References to code sections are to the Penal Code.
FACTUAL AND PROCEDURAL SUMMARY
Defendant was charged with three counts of violating section 288.7, subdivision (a), sexual intercourse or sodomy with a child under 10 years of age (counts 1, 2, & 3); and two counts of violating section 288.7, subdivision (b), oral copulation or sexual penetration of a child under 10 years of age (counts 4 & 5). Trial commenced on May 12, 2015.
Defendant's daughter, N., was eight years old when she testified at trial. N. testified that defendant "put his private in mine." She was referring to her "back private," which she uses to "do the restroom." N. testified defendant had done this about seven times, beginning when she was five years old.

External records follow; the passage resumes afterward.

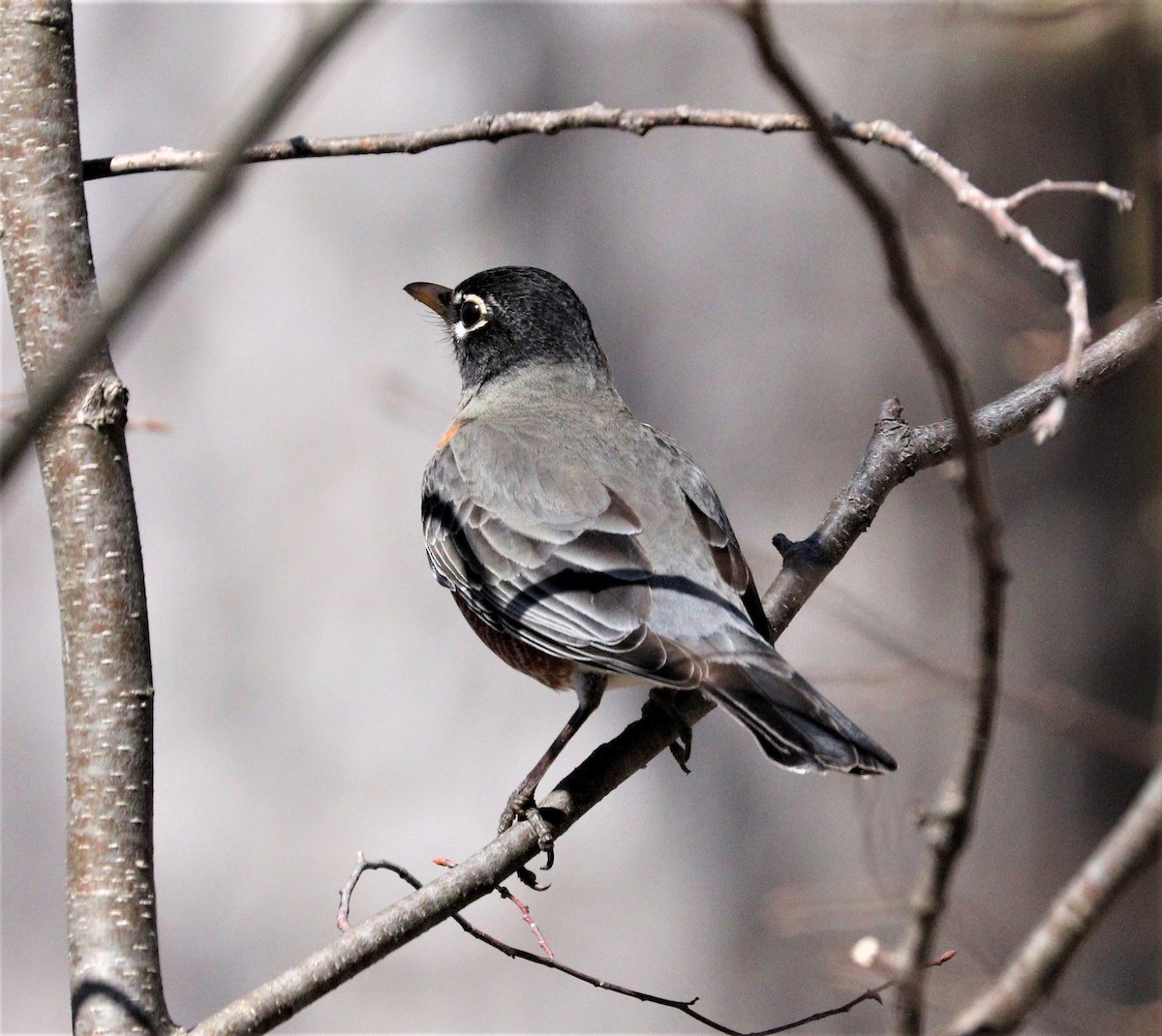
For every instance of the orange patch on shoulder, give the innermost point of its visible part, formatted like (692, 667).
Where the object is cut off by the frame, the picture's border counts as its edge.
(453, 430)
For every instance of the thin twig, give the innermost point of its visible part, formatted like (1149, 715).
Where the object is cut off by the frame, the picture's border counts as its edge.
(1034, 970)
(640, 121)
(898, 451)
(547, 960)
(184, 226)
(948, 826)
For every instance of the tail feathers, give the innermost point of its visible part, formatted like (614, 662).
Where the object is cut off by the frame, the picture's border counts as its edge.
(796, 726)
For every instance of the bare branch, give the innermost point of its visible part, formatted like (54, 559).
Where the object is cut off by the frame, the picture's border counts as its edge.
(998, 211)
(547, 960)
(616, 761)
(950, 824)
(1033, 972)
(115, 978)
(640, 121)
(180, 229)
(899, 451)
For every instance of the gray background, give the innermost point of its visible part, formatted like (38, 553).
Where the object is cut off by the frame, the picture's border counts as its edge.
(318, 692)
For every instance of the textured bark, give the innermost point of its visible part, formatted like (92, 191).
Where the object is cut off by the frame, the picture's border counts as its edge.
(115, 976)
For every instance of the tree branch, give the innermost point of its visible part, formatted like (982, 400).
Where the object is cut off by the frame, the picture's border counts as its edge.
(640, 121)
(110, 898)
(179, 229)
(950, 824)
(616, 761)
(899, 451)
(547, 960)
(1033, 972)
(115, 975)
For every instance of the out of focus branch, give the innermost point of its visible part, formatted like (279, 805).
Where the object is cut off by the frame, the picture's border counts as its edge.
(898, 451)
(619, 760)
(1033, 972)
(180, 228)
(640, 121)
(547, 960)
(948, 825)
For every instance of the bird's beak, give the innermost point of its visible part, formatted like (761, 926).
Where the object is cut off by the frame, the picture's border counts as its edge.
(436, 297)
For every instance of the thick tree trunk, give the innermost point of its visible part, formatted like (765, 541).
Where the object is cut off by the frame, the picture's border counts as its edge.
(105, 633)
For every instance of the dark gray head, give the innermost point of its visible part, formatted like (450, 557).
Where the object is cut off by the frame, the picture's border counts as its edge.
(510, 316)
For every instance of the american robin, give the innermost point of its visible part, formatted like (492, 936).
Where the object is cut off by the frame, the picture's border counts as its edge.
(587, 548)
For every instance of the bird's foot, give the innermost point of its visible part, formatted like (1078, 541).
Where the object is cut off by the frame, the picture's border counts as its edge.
(521, 807)
(661, 699)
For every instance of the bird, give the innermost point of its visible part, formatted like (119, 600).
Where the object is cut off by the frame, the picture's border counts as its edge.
(586, 548)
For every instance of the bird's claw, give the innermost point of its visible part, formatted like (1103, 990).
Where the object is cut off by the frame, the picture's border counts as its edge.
(662, 700)
(521, 807)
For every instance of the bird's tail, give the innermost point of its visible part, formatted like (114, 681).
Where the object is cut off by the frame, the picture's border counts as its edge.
(796, 726)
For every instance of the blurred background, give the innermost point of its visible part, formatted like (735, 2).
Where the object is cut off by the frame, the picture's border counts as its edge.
(319, 693)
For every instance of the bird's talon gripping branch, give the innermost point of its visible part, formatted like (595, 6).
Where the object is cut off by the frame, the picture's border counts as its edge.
(661, 699)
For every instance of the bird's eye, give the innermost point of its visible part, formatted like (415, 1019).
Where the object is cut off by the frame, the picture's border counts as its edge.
(474, 313)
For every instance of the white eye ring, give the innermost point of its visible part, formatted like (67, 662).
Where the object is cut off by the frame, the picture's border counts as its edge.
(476, 320)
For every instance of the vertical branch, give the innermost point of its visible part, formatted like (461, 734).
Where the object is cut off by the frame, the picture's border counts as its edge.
(948, 825)
(115, 975)
(1031, 976)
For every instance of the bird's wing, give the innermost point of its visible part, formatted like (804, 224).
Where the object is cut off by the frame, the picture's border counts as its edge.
(545, 552)
(715, 529)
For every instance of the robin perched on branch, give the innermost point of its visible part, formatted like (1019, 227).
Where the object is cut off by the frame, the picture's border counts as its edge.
(587, 548)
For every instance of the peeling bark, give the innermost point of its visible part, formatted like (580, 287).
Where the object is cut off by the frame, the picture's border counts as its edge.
(115, 975)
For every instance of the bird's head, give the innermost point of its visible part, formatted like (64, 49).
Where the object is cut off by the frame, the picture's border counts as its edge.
(511, 316)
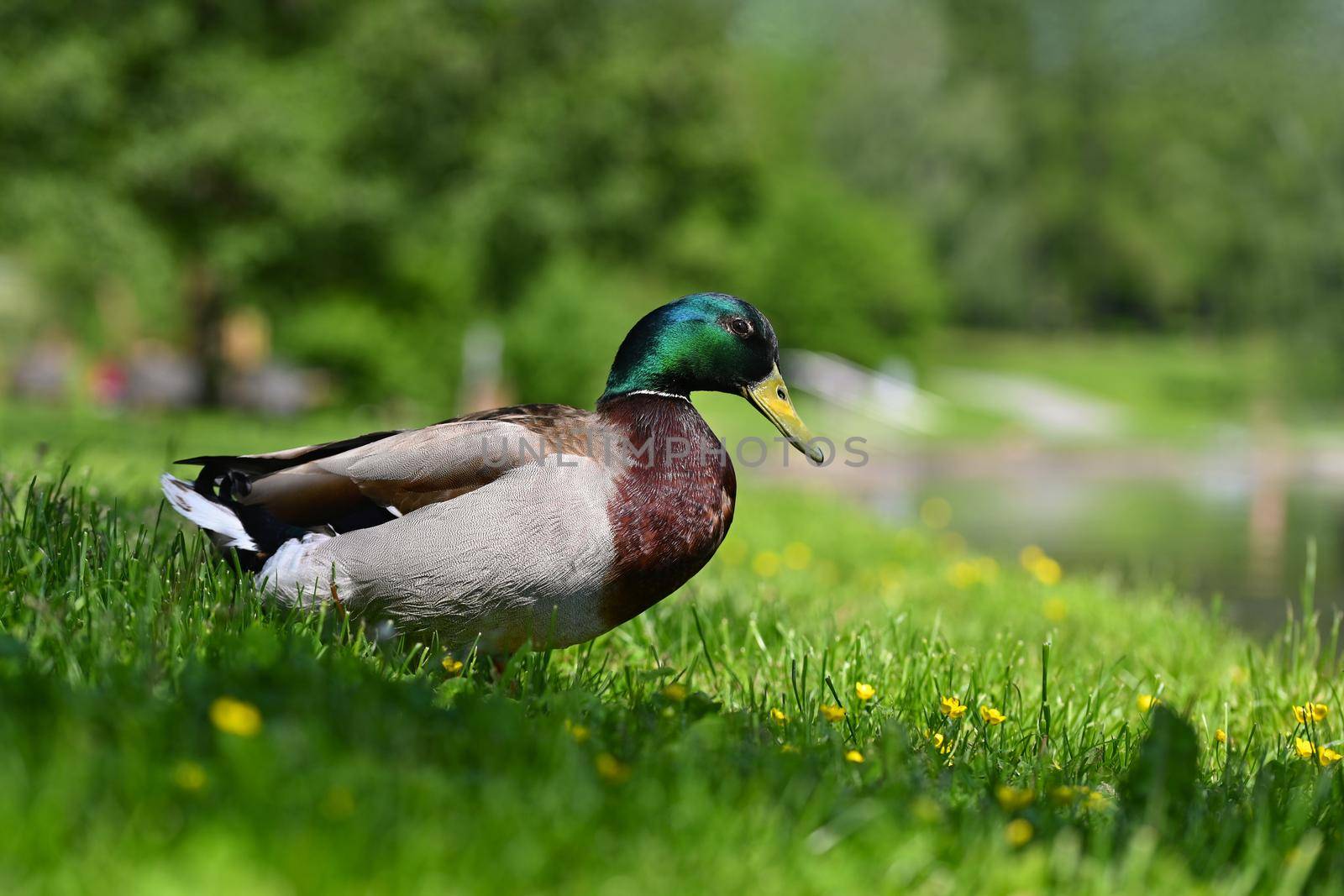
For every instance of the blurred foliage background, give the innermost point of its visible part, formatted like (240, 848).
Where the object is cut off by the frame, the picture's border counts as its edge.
(370, 181)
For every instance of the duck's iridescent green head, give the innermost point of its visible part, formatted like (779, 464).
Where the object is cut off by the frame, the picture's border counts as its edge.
(709, 343)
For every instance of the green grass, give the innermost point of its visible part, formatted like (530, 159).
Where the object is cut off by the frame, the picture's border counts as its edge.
(1167, 387)
(580, 770)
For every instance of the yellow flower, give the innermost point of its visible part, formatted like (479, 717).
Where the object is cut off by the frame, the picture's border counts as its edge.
(578, 732)
(936, 513)
(190, 775)
(964, 574)
(1019, 833)
(766, 564)
(1014, 799)
(832, 712)
(992, 716)
(612, 768)
(1310, 712)
(797, 555)
(952, 707)
(235, 716)
(1047, 571)
(940, 743)
(1307, 750)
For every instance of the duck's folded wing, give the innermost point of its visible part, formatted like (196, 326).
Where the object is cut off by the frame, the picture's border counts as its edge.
(369, 479)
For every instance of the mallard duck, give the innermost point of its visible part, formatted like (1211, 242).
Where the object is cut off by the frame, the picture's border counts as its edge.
(538, 523)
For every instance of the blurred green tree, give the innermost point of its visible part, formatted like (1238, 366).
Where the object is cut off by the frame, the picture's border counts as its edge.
(423, 159)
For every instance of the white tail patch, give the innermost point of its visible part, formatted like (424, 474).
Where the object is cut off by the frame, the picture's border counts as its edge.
(210, 516)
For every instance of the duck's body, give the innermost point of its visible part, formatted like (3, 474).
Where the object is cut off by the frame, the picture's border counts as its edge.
(537, 523)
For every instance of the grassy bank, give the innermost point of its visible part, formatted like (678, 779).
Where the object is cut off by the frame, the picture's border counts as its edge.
(163, 730)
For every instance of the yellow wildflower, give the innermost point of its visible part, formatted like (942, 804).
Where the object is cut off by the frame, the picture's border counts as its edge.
(1047, 571)
(797, 555)
(235, 716)
(952, 707)
(964, 574)
(992, 716)
(578, 732)
(940, 741)
(190, 775)
(1014, 799)
(1019, 833)
(1310, 712)
(612, 768)
(766, 564)
(832, 712)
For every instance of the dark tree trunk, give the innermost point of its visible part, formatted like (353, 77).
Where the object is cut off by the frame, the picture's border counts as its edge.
(207, 313)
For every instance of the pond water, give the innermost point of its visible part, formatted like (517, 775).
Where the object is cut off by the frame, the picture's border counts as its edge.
(1233, 528)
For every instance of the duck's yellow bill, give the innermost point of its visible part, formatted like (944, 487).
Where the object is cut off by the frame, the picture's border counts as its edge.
(770, 396)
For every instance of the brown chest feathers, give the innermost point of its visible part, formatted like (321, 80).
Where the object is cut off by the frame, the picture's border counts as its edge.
(672, 506)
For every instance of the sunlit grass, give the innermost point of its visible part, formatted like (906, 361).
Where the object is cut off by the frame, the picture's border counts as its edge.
(866, 710)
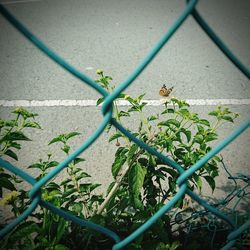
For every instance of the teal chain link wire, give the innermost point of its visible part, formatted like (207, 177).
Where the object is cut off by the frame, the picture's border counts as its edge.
(34, 193)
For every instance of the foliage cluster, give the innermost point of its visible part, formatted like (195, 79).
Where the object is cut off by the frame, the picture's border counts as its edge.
(141, 182)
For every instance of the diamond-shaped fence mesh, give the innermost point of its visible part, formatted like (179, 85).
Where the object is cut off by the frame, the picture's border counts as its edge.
(35, 193)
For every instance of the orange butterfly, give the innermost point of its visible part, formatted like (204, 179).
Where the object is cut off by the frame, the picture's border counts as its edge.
(164, 91)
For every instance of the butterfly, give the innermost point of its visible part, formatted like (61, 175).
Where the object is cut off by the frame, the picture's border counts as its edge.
(164, 91)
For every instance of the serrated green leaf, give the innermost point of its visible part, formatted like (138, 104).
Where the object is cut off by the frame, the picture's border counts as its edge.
(184, 113)
(170, 122)
(15, 145)
(24, 229)
(115, 136)
(99, 101)
(76, 207)
(66, 182)
(140, 97)
(82, 175)
(152, 118)
(136, 179)
(187, 133)
(198, 181)
(211, 137)
(168, 111)
(132, 152)
(204, 122)
(123, 113)
(52, 164)
(227, 118)
(214, 113)
(118, 163)
(211, 182)
(88, 187)
(198, 138)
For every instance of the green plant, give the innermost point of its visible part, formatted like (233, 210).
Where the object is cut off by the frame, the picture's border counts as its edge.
(141, 184)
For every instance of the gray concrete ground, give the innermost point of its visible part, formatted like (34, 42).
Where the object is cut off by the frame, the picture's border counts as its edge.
(115, 36)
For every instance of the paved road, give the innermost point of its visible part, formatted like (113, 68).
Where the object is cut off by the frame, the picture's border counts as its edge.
(115, 36)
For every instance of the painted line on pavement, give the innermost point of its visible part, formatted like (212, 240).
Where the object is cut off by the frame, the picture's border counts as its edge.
(90, 103)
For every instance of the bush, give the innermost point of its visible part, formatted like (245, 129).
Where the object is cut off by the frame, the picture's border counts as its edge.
(141, 184)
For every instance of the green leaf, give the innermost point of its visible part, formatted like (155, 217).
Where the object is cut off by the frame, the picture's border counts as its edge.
(71, 134)
(136, 179)
(210, 180)
(152, 118)
(168, 111)
(11, 154)
(214, 113)
(52, 164)
(15, 136)
(198, 138)
(204, 122)
(170, 122)
(184, 113)
(82, 175)
(76, 207)
(132, 152)
(211, 137)
(66, 182)
(140, 97)
(123, 113)
(198, 181)
(68, 192)
(120, 159)
(227, 118)
(115, 136)
(99, 101)
(88, 187)
(187, 133)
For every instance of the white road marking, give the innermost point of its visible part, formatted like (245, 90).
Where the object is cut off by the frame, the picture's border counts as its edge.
(90, 103)
(20, 1)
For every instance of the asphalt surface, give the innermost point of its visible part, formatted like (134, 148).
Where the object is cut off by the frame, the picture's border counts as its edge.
(115, 36)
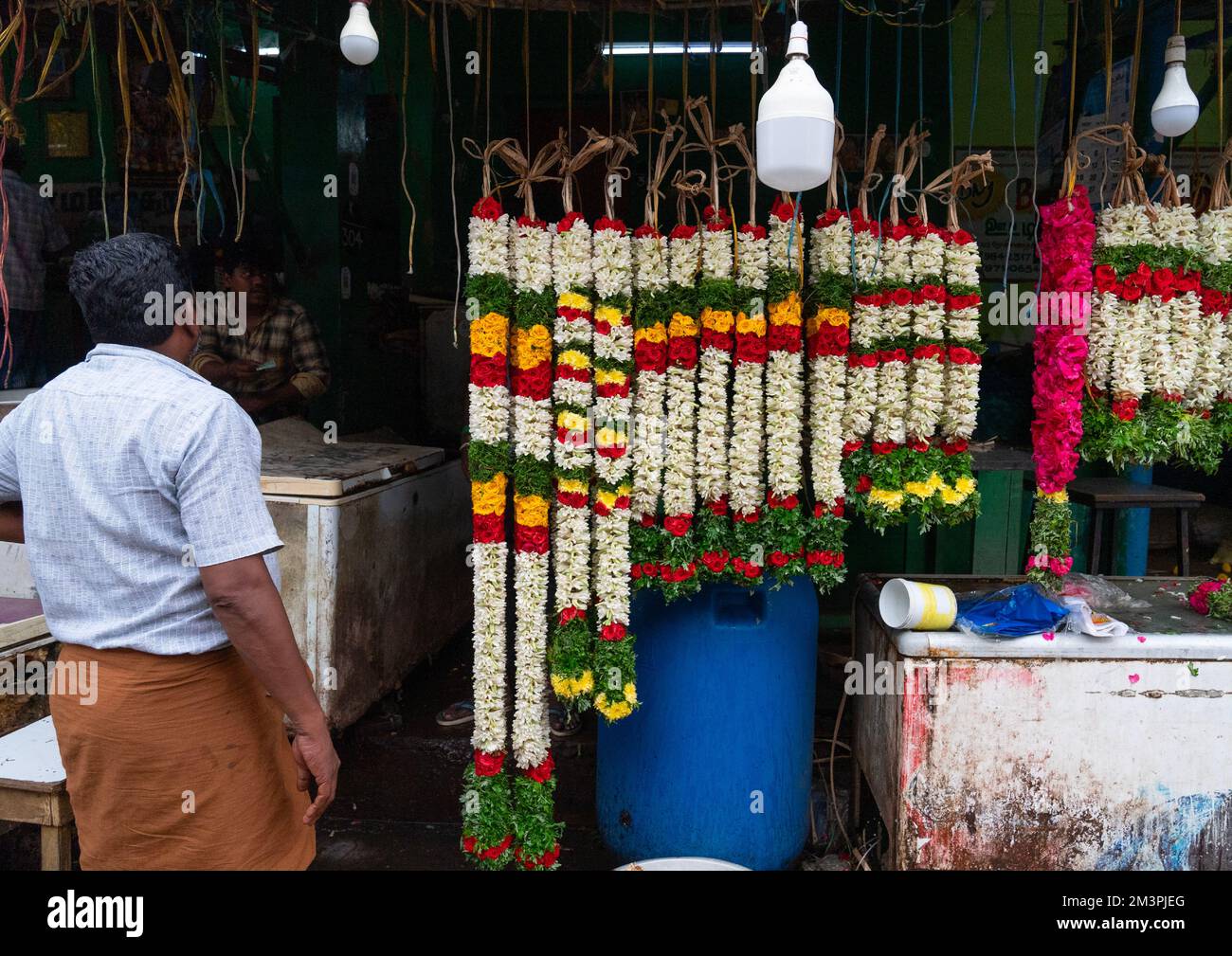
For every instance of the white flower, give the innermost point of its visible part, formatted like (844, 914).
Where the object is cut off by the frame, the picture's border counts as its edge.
(716, 254)
(647, 442)
(571, 258)
(754, 265)
(961, 401)
(612, 263)
(861, 399)
(488, 246)
(489, 645)
(888, 424)
(530, 732)
(785, 422)
(489, 413)
(747, 489)
(651, 253)
(678, 467)
(826, 378)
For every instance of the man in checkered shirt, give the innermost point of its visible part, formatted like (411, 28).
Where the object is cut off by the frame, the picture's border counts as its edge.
(279, 364)
(33, 237)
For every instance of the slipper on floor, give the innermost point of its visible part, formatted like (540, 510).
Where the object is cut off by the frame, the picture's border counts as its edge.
(463, 712)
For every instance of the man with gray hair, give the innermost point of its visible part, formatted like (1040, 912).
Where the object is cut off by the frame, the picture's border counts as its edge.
(152, 550)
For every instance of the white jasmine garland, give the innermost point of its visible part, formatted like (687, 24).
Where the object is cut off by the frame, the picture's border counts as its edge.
(1101, 337)
(826, 378)
(489, 645)
(1129, 377)
(488, 246)
(530, 732)
(684, 257)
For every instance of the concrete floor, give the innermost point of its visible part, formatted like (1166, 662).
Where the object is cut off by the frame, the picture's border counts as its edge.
(397, 804)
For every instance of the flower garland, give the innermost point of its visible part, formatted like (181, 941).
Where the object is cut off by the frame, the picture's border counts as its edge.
(784, 525)
(614, 663)
(1212, 598)
(716, 300)
(487, 799)
(651, 366)
(536, 833)
(1150, 385)
(571, 393)
(861, 377)
(1215, 237)
(1067, 241)
(964, 352)
(678, 559)
(825, 345)
(746, 459)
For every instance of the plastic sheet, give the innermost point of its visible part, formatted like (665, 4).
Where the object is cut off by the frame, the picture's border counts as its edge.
(1024, 608)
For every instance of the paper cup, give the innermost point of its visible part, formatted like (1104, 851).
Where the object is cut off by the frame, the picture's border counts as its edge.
(915, 606)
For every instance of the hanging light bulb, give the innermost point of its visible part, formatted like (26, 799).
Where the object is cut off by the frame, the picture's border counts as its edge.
(795, 123)
(358, 40)
(1174, 111)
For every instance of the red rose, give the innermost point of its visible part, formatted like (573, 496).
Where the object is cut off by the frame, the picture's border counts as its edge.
(487, 208)
(678, 525)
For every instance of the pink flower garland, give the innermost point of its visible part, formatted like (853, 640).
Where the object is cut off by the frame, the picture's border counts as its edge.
(1067, 241)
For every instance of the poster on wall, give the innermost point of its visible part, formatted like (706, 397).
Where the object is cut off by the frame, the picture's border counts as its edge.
(1001, 213)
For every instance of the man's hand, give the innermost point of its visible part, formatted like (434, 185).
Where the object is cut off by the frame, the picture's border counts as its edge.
(317, 762)
(241, 369)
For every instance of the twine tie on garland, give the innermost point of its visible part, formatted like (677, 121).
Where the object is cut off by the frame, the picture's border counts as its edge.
(871, 177)
(673, 134)
(571, 163)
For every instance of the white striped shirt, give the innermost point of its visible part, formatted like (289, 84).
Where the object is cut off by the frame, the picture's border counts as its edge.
(134, 471)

Certain persons are identified by initials in accordance with our Supreme Court's policy regarding protective nondisclosure. No disrespect is intended. --------
N. testified defendant "usually always does that when he's drunk" and fights with her mother. N. testified that it "feels hard" and "hurts" when defendant did this to her, but she did not scream although she was scared. When defendant was done, he would tell N. to "never tell anybody."
N. testified that defendant "put his private one time in my front private." On another occasion, defendant put his fingers inside her "front private" and she could feel him "scratching." This stung and hurt. Defendant also made N. "suck" his "front private" when he was drunk; it "felt nasty" and made N. feel like she was going to choke.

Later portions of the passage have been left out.